El hombre es el primero que intentan llevarse al camión. Abrazado a la muchacha como está, resulta imposible desprenderse de ella. Clara recibe un nuevo golpe, ahora en la sien, cayendo al suelo desvanecida. Entonces le pegan al padre otro y se lo llevan arrastrado al camión, después se llevarían a otros cuantos. A Antonio lo suben al camión sin saber si su hija está muerta, hasta meses después no lo sabría.

—¿Qué hacemos con esta escoria, mi teniente? —preguntó uno de los falangistas señalando a Clara, que comenzaba a dar muestras de estar viva.

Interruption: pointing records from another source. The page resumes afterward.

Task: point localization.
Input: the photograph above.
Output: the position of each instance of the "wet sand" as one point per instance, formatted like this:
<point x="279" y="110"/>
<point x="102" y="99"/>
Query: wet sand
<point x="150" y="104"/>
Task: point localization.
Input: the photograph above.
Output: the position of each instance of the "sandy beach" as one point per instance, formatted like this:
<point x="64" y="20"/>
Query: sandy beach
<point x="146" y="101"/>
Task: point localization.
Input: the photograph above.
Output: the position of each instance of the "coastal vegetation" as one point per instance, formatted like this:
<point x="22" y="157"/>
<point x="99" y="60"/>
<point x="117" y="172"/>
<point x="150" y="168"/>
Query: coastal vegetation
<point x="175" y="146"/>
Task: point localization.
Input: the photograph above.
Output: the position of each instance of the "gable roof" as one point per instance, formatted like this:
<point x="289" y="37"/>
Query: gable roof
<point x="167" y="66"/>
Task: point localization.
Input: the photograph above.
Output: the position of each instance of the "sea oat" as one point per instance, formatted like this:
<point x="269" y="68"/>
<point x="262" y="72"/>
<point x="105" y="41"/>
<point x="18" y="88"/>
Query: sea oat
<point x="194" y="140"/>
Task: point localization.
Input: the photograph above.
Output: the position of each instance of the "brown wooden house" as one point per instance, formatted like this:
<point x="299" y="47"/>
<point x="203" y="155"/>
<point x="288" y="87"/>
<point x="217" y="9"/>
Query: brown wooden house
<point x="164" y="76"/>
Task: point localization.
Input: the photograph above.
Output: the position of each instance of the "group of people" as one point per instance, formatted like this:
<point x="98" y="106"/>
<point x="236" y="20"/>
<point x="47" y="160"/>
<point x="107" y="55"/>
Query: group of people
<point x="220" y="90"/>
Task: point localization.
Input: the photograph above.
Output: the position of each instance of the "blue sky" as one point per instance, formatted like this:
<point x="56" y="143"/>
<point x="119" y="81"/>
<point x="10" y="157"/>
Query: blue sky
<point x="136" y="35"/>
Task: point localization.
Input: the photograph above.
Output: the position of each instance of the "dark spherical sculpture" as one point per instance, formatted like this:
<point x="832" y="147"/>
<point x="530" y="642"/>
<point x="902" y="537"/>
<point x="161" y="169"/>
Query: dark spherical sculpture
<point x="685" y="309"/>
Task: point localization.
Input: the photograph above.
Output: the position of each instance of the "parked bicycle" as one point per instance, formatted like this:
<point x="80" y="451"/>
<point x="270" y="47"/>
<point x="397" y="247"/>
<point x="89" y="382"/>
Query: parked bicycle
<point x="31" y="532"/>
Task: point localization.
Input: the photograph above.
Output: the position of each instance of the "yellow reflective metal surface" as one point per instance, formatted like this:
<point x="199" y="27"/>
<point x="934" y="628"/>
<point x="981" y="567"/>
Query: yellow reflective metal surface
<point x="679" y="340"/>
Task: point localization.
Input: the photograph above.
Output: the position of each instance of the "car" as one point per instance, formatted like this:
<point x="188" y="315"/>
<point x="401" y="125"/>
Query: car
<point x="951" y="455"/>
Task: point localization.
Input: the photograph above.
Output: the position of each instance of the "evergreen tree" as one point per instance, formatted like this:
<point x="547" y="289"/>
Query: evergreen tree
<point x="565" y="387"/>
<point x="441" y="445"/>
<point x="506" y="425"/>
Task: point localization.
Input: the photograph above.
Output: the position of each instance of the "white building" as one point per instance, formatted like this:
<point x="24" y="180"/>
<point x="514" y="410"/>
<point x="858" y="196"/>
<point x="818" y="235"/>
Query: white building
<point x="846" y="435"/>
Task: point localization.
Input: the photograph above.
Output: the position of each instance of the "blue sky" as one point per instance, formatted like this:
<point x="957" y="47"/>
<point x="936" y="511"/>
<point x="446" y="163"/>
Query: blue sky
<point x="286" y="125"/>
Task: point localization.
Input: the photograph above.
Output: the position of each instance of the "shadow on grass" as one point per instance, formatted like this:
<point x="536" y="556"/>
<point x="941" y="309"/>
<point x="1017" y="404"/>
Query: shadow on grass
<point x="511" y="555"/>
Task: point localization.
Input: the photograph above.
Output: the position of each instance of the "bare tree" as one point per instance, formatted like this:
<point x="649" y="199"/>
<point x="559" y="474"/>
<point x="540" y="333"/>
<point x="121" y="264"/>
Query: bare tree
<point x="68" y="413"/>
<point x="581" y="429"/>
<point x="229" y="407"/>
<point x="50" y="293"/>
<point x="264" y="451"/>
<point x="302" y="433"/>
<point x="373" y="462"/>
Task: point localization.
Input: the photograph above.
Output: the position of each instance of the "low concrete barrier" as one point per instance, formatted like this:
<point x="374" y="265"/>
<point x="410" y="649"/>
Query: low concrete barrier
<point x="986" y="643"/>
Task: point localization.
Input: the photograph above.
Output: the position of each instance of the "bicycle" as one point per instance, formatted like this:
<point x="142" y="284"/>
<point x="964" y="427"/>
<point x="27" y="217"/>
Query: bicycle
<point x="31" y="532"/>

—Dejarla, en su vientre lleva la penitencia. Seguro que terminará de zorra en una casa de putas de Madrid —respondió el teniente.

Clara, vive, pero hubiese preferido estar muerta. Tardó en averiguar el peregrinaje carcelario de su padre, de Villarrobledo a Ocaña, y finalmente Cuenca. Allí se traslada ella. Pasa hambre y fatigas, al tiempo que ve como su vientre se va abultando a medida que su cuerpo adelgaza. Si sale su padre de la cárcel, se marchará con él a donde él quiera, menos a su pueblo. Si lo matan, ya lo pensará. Casi nueve meses después, en el corazón de Clara no hay lugar para el perdón. El fruto de su vientre ve la luz en una casa extraña, en un pueblo que nunca había oído nombrar, junto a una mujer que le hace sentir ganas de vivir. Una desconocida que le ayuda a querer con toda su alma a esa hija que comenzó a odiar desde el mismo momento en que supo que estaba embarazada. No sólo su corazón es incapaz de perdonar, sino que en él no hay resquicio para el amor. Son muchas las noches de pesadillas en las cuales revive aquella humillación. Escucha las risotadas de moros y de aquel al cual siempre consideró su amigo, que decía estar enamorado de ella, al que ella siempre rechazó a pesar de que todas sus amigas considerasen que era guapísimo. No es que ella pensase lo contrario, pero nunca llegó a albergar ningún deseo de estar a su lado. En las noches revive la pesadilla de ver sobre su cuerpo adolescente babear a aquellos moros con olor a aguardiente y aquel imberbe admirador derramando su cobardía en el interior de su vientre. Siente asco de unos y del otro, no quiere perdonar, pero tampoco olvidar.